Drone airport shows aviation’s future
Africa’s first airport devoted to remote-controlled pilotless aircraft, or drones, opened in Rwanda in early 2017, initially to accommodate medical drones with their capability to deliver blood supplies to remote clinics. Rwanda’s aviation ambitions are greater, as officials made clear at the Africa Airport Expansion Summit in Kigali in February 2017. The country also intends to be a regional air hub, doubling air traffic by 2020, while showing the capabilities of drone aviation for commercial and agricultural purposes.
“Rwanda has prioritised the aviation industry, setting a zero tax levy for companies with regional headquarters in Rwanda,” announced Clare Akamanzi, CEO of the Rwanda Development Board. Rwanda’s aviation expansion is predicated on population demographics and economic projections. Within 20 years, Rwanda’s middle-class, a demographic which travels by air, is expected to double from 33% of the population to 63%. Airport expansion will be pro-active to meet this growth.

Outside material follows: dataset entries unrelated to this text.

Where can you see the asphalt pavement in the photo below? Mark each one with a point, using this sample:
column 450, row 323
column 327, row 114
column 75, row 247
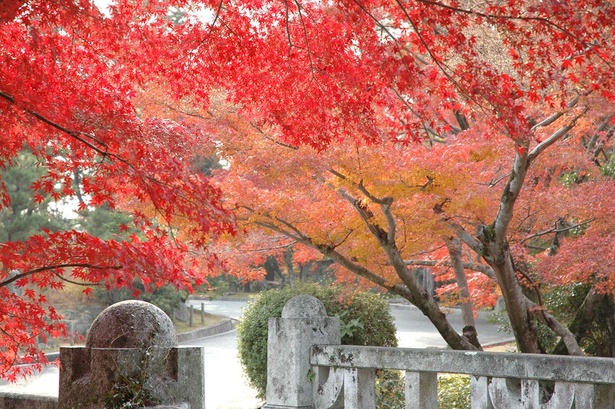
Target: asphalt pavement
column 225, row 384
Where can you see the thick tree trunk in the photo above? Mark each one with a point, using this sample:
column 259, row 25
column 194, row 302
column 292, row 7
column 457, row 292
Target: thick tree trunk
column 582, row 320
column 454, row 251
column 515, row 300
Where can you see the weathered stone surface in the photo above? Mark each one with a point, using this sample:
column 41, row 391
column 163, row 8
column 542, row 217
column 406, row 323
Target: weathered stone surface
column 132, row 324
column 290, row 378
column 132, row 348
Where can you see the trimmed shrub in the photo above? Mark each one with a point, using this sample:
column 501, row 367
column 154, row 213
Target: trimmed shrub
column 453, row 391
column 365, row 320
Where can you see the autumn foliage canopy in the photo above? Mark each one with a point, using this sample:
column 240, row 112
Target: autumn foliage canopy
column 380, row 134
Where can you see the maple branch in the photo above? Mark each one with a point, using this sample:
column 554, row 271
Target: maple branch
column 557, row 135
column 55, row 267
column 554, row 117
column 564, row 333
column 389, row 34
column 75, row 134
column 556, row 230
column 543, row 20
column 85, row 284
column 481, row 268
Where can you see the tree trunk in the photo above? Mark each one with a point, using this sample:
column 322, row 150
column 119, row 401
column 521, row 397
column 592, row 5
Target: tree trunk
column 582, row 320
column 499, row 258
column 288, row 259
column 454, row 250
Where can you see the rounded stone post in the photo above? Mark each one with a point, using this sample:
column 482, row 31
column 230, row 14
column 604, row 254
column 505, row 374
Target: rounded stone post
column 131, row 357
column 290, row 379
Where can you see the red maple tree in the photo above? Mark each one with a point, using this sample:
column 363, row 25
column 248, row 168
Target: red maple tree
column 69, row 78
column 505, row 102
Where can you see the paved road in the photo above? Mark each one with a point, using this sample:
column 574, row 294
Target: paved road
column 226, row 386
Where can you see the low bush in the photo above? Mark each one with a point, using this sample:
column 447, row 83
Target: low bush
column 365, row 320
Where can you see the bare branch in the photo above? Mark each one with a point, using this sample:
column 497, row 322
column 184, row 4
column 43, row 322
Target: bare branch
column 55, row 267
column 557, row 135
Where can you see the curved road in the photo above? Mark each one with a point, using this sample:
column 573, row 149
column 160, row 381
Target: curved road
column 225, row 385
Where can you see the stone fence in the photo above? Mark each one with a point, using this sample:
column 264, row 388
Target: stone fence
column 130, row 360
column 307, row 368
column 131, row 355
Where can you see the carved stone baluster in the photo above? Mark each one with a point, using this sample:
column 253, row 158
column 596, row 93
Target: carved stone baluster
column 502, row 397
column 604, row 397
column 563, row 397
column 530, row 394
column 480, row 392
column 421, row 390
column 329, row 387
column 359, row 388
column 584, row 396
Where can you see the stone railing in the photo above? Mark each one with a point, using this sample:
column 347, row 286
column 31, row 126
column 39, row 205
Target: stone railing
column 309, row 369
column 130, row 359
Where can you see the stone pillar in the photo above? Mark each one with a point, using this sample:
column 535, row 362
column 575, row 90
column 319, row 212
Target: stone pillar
column 131, row 355
column 290, row 379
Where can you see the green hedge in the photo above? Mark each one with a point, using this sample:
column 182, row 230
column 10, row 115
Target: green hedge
column 365, row 320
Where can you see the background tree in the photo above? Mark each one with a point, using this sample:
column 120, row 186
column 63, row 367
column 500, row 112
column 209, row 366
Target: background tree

African construction firms needed to expand air infrastructure
Chinese construction companies are at work on Ethiopia’s ambitious airport building drive, while European firms have been hired by various African countries to erect their growing air infrastructures. Only once African construction firms are doing this work, the continent’s aviation industry can truly be considered localised. A second hurdle is overcoming the patchwork of national aviation laws that make it easier for passengers to fly to Europe from an African capital than to fly to another African nation. All African countries have agreed to ‘open skies’ aviation treaties that will bring uniformity to pricing, routes and air space use fees. When these commitments are actually put into practice, African air travel will expand exponentially, driven this time by African travellers flying within the continent and not just international travellers on long-distance flights.